Some practical guidance for providers on how to counsel women has been detailed in earlier publications and includes suggestions for nutrition, physical activity, and weight gain tools and counseling spanning the preconception, prenatal, and postpartum periods [3335]. It is equally important to recognize that individual providers cannot address pregnancy weight gain alone. Rather, they must be a part of a team effort and “share the care”, involving other staff and making referrals when necessary, for example to nutritionists or WIC counselors [35]. Systems-level issues need also be addressed and could include tools such as electronic medical record prompts to remind providers to inquire about weight gain.

This study has both notable strengths and caveats. The study’s prospective nature limited recall bias and enabled us to capture women’s experiences with advice while pregnant. The richness of the data also allowed us to examine a multitude of covariates, such as diet, physical activity, restrained eating, and general health indicators of pre-existing diabetes and hypertension that are largely non-existent in other studies of advice and weight gain. Importantly, this study was unique in exploring potential mediators in the pathway to gestational weight gain.

As in others, our study was limited to maternal self-report of advice. We have neither provider input nor an objective record of whether advice was provided, what it was, or how it was offered. This limits our ability to identify links between the nature of advice and whether it is recalled, but does not undermine the important result that, whether provided or not, women did not hear the advice. The evidence that half of women report receiving no weight gain advice is in and of itself cause for concern.

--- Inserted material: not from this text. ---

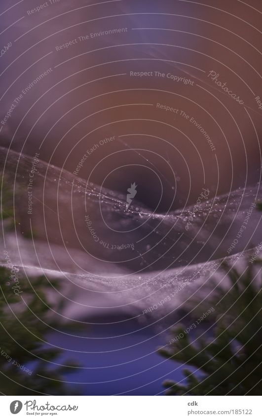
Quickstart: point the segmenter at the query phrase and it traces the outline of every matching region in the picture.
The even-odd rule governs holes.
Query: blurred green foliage
[[[29,282],[16,274],[15,282],[11,276],[10,270],[0,267],[0,392],[7,395],[74,395],[75,390],[67,385],[64,375],[73,373],[77,365],[67,360],[63,362],[66,366],[60,366],[58,359],[63,351],[48,346],[45,340],[52,328],[70,331],[76,323],[61,325],[58,316],[52,313],[49,307],[54,305],[46,297],[45,278],[31,277]],[[52,284],[59,286],[57,281],[52,280]],[[15,294],[12,287],[17,284],[21,293]],[[56,309],[60,312],[64,305],[61,298]],[[32,373],[21,370],[17,364]]]
[[[196,338],[191,331],[183,333],[186,327],[181,326],[171,330],[172,336],[180,333],[182,338],[170,340],[171,344],[159,349],[159,354],[195,369],[183,371],[183,383],[166,380],[163,385],[167,395],[261,394],[261,263],[257,260],[241,273],[224,265],[229,280],[228,290],[225,292],[218,286],[209,301],[217,317],[214,326],[210,325],[203,333],[200,331],[201,337]],[[192,305],[193,312],[194,302]]]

Another limitation is the self-reported prepregnancy weight and height, leading to potential misclassification of BMI. As is common with pregnancy cohorts, measuring height and weight prior to pregnancy was not feasible in this study. Prior studies show reasonable accuracy of self-reported weight in similar populations [36]. In our study, some of the misclassification risk is reduced as a result of combining underweight/normal weight together and overweight/obese together, creating a measure less sensitive to slight under or over-reporting. Of potential concern would be the overweight women being misclassified as normal weight [37].

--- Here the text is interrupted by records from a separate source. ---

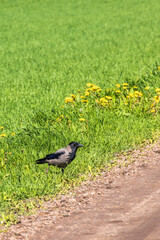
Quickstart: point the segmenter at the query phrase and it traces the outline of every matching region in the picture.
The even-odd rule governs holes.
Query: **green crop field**
[[[0,1],[2,224],[158,135],[159,13],[159,0]],[[84,148],[64,175],[35,164],[71,141]]]

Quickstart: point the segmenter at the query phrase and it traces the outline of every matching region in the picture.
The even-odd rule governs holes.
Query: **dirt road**
[[[116,157],[119,166],[45,203],[2,239],[160,239],[160,142]]]

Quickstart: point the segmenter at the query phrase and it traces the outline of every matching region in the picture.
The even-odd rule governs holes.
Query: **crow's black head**
[[[71,142],[71,143],[69,143],[69,145],[72,149],[77,149],[78,147],[83,147],[82,144],[79,144],[77,142]]]

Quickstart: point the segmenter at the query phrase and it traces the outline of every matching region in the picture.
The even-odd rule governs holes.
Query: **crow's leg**
[[[48,168],[47,168],[47,170],[46,170],[46,174],[48,173],[48,170],[49,170],[49,164],[48,164]]]

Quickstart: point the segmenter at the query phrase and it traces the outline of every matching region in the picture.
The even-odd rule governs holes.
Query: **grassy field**
[[[2,223],[160,130],[159,12],[158,0],[0,2]],[[64,176],[35,165],[71,141],[85,147]]]

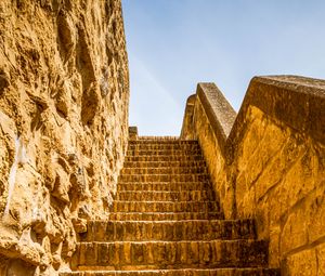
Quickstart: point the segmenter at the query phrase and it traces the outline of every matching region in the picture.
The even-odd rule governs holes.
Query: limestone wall
[[[0,1],[0,275],[56,275],[105,216],[128,102],[120,0]]]
[[[324,275],[325,81],[253,78],[235,121],[224,101],[198,84],[192,122],[225,216],[257,219],[282,275]]]

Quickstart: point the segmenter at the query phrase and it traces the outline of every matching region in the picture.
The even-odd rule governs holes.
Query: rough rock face
[[[120,0],[0,2],[0,275],[68,270],[127,145]]]

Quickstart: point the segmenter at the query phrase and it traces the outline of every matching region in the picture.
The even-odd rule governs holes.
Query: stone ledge
[[[324,144],[325,80],[299,76],[255,77],[237,115],[214,83],[198,83],[196,95],[205,108],[222,154],[230,162],[234,147],[242,139],[244,118],[251,105]],[[190,116],[186,110],[184,121]],[[185,136],[183,124],[181,137]]]
[[[299,76],[255,77],[226,140],[229,161],[242,140],[249,106],[258,107],[271,118],[324,144],[325,80]]]

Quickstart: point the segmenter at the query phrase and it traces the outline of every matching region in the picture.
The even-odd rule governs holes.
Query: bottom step
[[[168,271],[115,271],[115,272],[72,272],[60,276],[280,276],[273,268],[217,268],[217,270],[168,270]]]

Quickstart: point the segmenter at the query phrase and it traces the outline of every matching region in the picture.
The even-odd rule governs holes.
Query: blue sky
[[[179,135],[197,82],[238,110],[250,79],[325,79],[324,0],[122,0],[140,135]]]

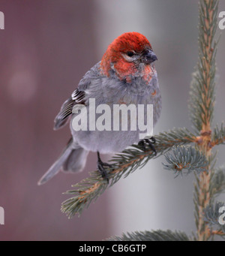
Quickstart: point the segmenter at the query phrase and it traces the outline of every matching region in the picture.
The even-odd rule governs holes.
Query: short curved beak
[[[144,63],[150,64],[158,60],[158,58],[152,50],[148,50],[143,53],[142,60]]]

The collective findings of earlier research [811] suggest that advice is an important influence on women’s behavior. Future research on weight gain advice would benefit from qualitative study which is well-suited to in-depth examination of personal experiences. It could provide greater insight into what women think of weight-related issues in pregnancy, how they feel about the advice they receive, and why they do or do not follow it. Given limited research on the provider’s perspective, qualitative investigation could aid in the development of a questionnaire for a large sample of providers, one that could assess their current practices as well as counseling needs and comfort level. Such inquiry could prove important as exploratory research with the ultimate aim of informing effective interventions to aid women in achieving healthy pregnancy weight gain.